Where there's a Willesden there's a way

Wednesday, September 24, 2003

Counselling 101: Beyond the silence.

It's the first day of my counselling introduction course, and I need to keep a journal. So here's some rudimentary notes.

we all came in with predetermined ideas- I know I'd written my speech for when I was asked what I was doing there and what I expected to gain ages in advance. So it was an important lesson to just forget all of that, sit back and listen. That's probably fairly essential for a counsellor. What an unexpected result of that was that I realised all I was planning to say had been said better, so I just said what I was feeling. Which was something like:
"People sometimes come to me for advice and I'd like a better idea of what to do. And personally, what I really want to know is how to care, but not so much that it affects me. How to care the right amount."

At the very least, I'd probably sleep better.

The teacher also did an interesting exercise. We split off in twos, and once had to be the counsellor, one the client. The client (went first) had to just talk about what it felt like to be in that chair. And although they were identical, they were totally different chairs. As the client I was sprawled out on the chair, slightly freaked out by my partner's totally impassive stare. Speaking to fill the silence, which was unsettling.

Can you believe we actually had to physically swap chairs midway through? Although I thought we were both actors, we were experiencing a very powerful tool. It helped, too, that the client chair had a black jacket on it, and the counsellor chair a white top.

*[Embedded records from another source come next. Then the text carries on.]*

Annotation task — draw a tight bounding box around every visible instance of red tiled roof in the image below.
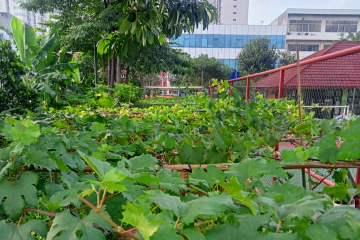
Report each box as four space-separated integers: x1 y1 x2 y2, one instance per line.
252 42 360 88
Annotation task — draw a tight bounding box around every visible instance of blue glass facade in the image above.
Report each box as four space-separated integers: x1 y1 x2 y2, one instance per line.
171 34 285 49
219 59 238 69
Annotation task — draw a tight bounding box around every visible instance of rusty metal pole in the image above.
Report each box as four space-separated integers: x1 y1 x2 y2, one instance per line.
296 43 310 189
245 76 250 102
278 69 285 99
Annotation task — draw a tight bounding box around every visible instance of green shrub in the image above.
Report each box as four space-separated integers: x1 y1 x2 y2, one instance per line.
0 40 39 112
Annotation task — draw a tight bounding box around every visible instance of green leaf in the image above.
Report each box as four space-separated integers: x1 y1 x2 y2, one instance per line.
314 134 339 163
339 119 360 139
4 122 40 145
150 222 184 240
148 191 233 224
125 154 159 169
77 150 112 179
90 168 127 193
190 165 225 188
211 129 226 152
0 172 39 220
0 219 48 240
251 233 301 240
24 147 57 171
305 224 338 240
123 202 162 240
46 209 112 240
205 214 271 240
183 228 206 240
218 177 256 215
338 139 360 161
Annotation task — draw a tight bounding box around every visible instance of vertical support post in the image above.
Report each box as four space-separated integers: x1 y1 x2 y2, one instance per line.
355 168 360 208
245 76 250 102
296 43 310 189
278 70 285 99
94 42 97 84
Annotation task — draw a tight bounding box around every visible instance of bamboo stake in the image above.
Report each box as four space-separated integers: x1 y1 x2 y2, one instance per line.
296 43 310 189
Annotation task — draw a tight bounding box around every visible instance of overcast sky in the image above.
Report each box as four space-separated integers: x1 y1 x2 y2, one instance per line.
249 0 360 25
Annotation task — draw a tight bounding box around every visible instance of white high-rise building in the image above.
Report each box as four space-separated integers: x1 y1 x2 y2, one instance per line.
0 0 50 28
209 0 249 25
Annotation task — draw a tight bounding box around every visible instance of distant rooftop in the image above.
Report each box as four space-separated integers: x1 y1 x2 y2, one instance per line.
270 8 360 25
253 42 360 89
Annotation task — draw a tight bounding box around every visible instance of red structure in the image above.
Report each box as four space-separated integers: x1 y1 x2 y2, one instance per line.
208 42 360 207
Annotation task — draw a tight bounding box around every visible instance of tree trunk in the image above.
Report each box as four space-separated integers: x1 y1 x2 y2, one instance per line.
125 66 130 84
108 55 112 87
103 55 106 77
109 53 116 88
116 57 121 84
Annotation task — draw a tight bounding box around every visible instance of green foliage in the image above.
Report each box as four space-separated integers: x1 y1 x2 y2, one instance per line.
0 93 360 240
0 40 38 112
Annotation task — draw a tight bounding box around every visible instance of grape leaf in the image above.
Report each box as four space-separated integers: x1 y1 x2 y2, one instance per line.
0 219 48 240
147 191 233 224
46 209 112 240
205 214 271 240
339 119 360 139
211 129 226 152
125 154 159 169
339 216 360 239
314 134 339 163
4 122 40 145
218 177 256 215
77 150 112 179
90 168 127 193
24 147 57 171
305 224 338 240
256 196 332 220
225 158 287 185
123 202 162 240
183 228 206 240
0 172 39 220
251 233 301 240
338 139 360 161
318 206 360 229
157 169 186 194
190 165 225 187
150 222 184 240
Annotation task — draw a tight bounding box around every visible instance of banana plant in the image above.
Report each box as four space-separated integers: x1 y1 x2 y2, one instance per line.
11 18 80 90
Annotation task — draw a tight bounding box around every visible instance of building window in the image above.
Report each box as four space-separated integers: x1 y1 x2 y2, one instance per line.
325 21 358 33
170 34 286 49
288 44 319 52
289 20 321 32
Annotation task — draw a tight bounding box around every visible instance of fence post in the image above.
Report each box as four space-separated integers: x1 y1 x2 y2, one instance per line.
355 168 360 208
278 69 285 99
245 76 250 102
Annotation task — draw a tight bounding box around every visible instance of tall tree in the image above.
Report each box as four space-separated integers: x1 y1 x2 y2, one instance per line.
23 0 217 86
237 37 277 74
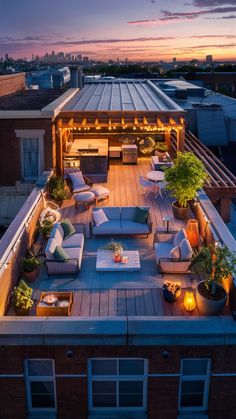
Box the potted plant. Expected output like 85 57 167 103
47 175 67 205
12 279 34 316
155 142 167 161
101 239 124 262
22 254 40 282
165 152 208 220
39 218 53 240
191 246 236 315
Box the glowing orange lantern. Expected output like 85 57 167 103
184 290 196 311
186 219 199 247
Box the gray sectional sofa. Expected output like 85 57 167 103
90 207 152 236
45 223 84 275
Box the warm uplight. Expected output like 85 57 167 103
186 219 199 247
184 290 196 311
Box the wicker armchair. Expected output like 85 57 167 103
153 229 193 274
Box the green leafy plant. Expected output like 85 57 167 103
191 246 236 297
165 152 208 208
12 279 34 310
22 255 40 272
155 142 167 153
101 239 124 253
47 175 67 203
39 218 53 239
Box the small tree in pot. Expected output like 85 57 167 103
191 246 236 315
165 152 208 219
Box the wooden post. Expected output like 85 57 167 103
220 198 232 223
176 127 185 152
165 130 170 151
56 128 63 176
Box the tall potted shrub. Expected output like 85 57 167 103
191 246 236 316
165 152 208 219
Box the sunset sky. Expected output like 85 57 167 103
0 0 236 61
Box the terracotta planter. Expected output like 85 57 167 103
196 281 227 316
172 201 189 220
14 307 30 316
23 268 39 282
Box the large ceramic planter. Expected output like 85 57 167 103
196 281 227 316
172 201 189 220
23 268 39 282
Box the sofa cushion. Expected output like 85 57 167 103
45 237 57 259
170 246 180 259
173 228 187 247
50 223 64 246
179 239 193 260
68 172 85 189
62 233 84 249
61 218 75 239
133 207 149 224
154 242 173 264
93 207 120 221
121 220 149 234
93 220 121 234
93 208 109 227
53 246 69 262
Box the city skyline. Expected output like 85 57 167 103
0 0 236 61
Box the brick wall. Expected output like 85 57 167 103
0 346 236 419
0 73 25 97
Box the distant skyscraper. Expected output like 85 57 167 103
206 55 213 67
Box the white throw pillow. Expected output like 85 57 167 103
173 228 187 246
69 172 85 189
93 209 109 227
170 246 180 259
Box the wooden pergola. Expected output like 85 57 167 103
171 131 236 222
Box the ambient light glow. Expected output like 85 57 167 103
0 0 236 61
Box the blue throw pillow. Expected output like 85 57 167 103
133 207 149 224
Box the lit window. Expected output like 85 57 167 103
89 358 147 410
24 359 56 411
179 359 211 411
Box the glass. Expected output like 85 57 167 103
182 359 208 375
27 360 53 377
30 381 55 408
119 359 144 375
91 359 117 375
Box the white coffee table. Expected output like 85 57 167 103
96 250 141 272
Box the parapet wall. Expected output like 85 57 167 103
0 73 25 97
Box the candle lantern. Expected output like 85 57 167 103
184 290 196 311
186 219 199 247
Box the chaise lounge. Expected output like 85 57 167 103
45 222 84 275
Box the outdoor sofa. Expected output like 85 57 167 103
45 223 84 275
90 206 152 236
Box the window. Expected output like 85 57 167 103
21 138 40 180
24 359 56 411
89 358 147 410
179 359 211 411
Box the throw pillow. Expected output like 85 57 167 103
173 228 187 246
69 172 85 189
133 207 149 224
53 246 70 262
170 246 180 259
93 209 109 227
61 218 75 239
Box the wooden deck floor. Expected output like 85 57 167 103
25 158 227 317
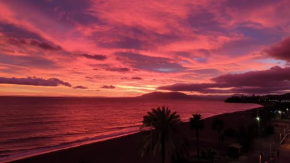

As the counsellor my posture was totally different, closed and upright, and I had to concentrate on the right responses- not speaking, obviously, but I'd learnt from my turn the importance of a counsellor registering what their client says on their face. I think it worked (mostly). But you don't give as a counsellor, I think, you receive. The client gives you something, and when it follows a long silence you can see something significant building inside them. We don't often let silences finish themselves off and see what lies beyond, which is a shame. But this is very fragile, and the slightest word or look from me would have broken it.

I suppose all the counsellor gives in cases like that is the time to let the client see what lies beyond that silence.

Those are the main lessons I'll take from session one. The scale of the forces, and the importance of being yourself. I'm too prone to rationalising, putting everything into words and imagining scenarios. yet when I strip off the surface and daily chatter of thought and almost stop thinking, that's when I really start to learn.